This is a great collection of rocks, in a wild pine wood, heaped together like pebbles on the seashore and worn and rounded as if by the action of water; so much do they resemble waves that one standing at the bottom and looking up can not resist the idea that they will flow down upon him. It must have been a mighty tide whose receding waves left these masses piled up together. The same formation continues at intervals to the foot of the mountains. It reminded me of a glacier of rocks instead of ice.
A little higher up lies a massive block of granite called the Giant's Column. It is thirty-two feet long and three to four feet in diameter, and still bears the mark of the chisel. When or by whom it was made remains a mystery. Some have supposed it was intended to be erected for the worship of the sun by the wild Teutonic tribes who inhabited this forest; it is more probably the work of the Romans. A project was once started to erect a monument on the battlefield of Leipsic, but it was found too difficult to carry into execution.
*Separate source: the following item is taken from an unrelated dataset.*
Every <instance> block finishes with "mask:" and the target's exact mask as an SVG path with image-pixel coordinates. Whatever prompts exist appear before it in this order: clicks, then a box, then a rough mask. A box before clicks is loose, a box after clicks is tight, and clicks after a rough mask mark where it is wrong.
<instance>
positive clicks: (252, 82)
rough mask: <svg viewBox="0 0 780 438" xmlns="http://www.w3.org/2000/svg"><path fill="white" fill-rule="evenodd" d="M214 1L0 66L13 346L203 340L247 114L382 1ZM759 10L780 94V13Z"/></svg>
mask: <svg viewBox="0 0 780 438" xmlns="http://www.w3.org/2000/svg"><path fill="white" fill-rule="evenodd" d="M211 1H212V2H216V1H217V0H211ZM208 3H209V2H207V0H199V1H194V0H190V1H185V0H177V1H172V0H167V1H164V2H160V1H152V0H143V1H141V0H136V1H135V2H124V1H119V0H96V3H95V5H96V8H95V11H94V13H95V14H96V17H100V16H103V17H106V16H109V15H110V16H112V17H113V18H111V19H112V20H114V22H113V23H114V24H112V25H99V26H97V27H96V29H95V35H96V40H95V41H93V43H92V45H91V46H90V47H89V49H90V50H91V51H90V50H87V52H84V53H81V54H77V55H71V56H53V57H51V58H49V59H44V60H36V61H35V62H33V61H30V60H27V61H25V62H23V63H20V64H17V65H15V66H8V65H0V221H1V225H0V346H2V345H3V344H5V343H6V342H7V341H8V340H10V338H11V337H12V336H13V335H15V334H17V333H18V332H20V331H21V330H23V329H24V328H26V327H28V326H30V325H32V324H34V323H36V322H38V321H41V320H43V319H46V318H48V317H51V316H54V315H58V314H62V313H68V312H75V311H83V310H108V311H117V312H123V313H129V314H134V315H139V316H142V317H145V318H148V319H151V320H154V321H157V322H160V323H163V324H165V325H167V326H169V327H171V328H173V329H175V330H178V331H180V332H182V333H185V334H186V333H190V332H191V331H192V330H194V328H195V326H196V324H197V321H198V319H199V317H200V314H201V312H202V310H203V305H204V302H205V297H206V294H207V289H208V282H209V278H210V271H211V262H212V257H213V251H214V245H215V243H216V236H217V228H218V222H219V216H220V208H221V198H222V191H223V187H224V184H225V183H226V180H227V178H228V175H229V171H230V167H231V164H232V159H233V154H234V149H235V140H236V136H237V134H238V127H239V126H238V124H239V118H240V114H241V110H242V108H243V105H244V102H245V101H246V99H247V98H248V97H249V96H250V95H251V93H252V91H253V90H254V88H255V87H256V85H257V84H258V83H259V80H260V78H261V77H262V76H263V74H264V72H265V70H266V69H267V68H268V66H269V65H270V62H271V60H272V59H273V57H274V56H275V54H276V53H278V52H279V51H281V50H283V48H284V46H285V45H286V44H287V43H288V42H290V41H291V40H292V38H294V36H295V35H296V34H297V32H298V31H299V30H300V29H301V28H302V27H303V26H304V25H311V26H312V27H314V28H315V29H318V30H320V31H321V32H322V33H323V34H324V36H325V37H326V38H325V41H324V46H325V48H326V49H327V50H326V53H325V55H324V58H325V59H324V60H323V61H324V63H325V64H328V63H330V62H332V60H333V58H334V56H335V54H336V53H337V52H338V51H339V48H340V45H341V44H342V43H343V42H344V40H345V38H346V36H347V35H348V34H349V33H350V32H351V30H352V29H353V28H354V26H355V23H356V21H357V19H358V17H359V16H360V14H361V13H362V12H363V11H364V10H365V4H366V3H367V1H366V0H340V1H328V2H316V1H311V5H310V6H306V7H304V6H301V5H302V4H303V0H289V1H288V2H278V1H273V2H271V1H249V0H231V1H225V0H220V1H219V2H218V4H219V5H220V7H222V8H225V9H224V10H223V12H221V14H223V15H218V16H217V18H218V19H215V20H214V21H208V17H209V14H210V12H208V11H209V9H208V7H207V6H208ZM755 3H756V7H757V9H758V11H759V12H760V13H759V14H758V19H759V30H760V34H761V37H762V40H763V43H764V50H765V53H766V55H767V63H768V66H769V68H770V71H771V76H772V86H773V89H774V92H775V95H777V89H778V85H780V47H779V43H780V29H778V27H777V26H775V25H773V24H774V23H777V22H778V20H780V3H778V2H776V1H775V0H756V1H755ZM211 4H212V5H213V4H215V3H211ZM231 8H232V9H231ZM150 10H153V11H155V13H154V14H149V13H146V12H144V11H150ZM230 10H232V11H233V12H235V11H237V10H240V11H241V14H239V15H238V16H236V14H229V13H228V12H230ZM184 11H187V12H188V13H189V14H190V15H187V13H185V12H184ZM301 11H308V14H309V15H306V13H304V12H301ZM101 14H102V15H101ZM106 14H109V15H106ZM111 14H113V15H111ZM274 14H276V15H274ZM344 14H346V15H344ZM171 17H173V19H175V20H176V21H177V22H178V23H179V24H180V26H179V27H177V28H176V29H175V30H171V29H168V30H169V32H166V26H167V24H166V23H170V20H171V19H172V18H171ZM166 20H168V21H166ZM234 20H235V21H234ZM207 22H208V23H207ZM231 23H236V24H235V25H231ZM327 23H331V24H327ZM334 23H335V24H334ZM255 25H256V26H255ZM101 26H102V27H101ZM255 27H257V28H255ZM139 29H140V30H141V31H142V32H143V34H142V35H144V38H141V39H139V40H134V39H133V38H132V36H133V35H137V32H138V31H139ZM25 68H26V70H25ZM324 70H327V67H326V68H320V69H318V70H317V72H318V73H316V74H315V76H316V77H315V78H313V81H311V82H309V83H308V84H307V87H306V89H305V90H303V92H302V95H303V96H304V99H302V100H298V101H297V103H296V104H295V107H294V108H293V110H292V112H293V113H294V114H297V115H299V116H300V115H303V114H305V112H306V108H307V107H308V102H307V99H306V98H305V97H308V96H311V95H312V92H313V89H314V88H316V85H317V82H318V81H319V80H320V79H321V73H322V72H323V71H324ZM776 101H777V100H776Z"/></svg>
After dining at the little village of Reichelsdorf, in the valley below—where the merry landlord charged my friend two kreutzers less than myself because he was not so tall—we visited the castle of Schönberg, and joined the Bergstrasse again. We walked the rest of the way here. Long before we arrived the moon shone down on us over the mountains; and when we turned around the foot of the Heiligenberg, the mist descending in the valley of the Neckar rested like a light cloud on the church-spires.
From "Views Afoot." Published by G.P. Putnam's Sons.
[STRASSBURG] [[A]]
BY HARRIET BEECHER STOWE
I left the cars with my head full of the cathedral. The first thing I saw, on lifting my eyes, was a brown spire. We climbed the spire; we gained the roof. What a magnificent terrace! A world in itself; a panoramic view sweeping the horizon. Here I saw the names of Goethe and Herder. Here they have walked many a time, I suppose. But the inside—a forest-like firmament, glorious in holiness; windows many-hued as the Hebrew psalms; a gloom solemn and pathetic as man's mysterious existence; a richness gorgeous and manifold as his wonderful nature. In this Gothic architecture we see earnest northern races, whose nature was a composite of influences from pine forest, mountain, and storm, expressing in vast proportions and gigantic masonry those ideas of infinite duration and existence which Christianity opened before them.
The ethereal eloquence of the Greeks could not express the rugged earnestness of souls wrestling with those fearful mysteries of fate, of suffering, of eternal existence, declared equally by nature and revelation. This architecture is Hebraistic in spirit, not Greek; it well accords with the deep ground-swell of the Hebrew prophets. "Lord, thou hast been our dwelling-place in all generations. Before the mountains were brought forth, or ever thou hadst formed the earth and the world, even from everlasting to everlasting, thou art God. A thousand years in thy sight are but as yesterday when it is past. And as a watch in the night."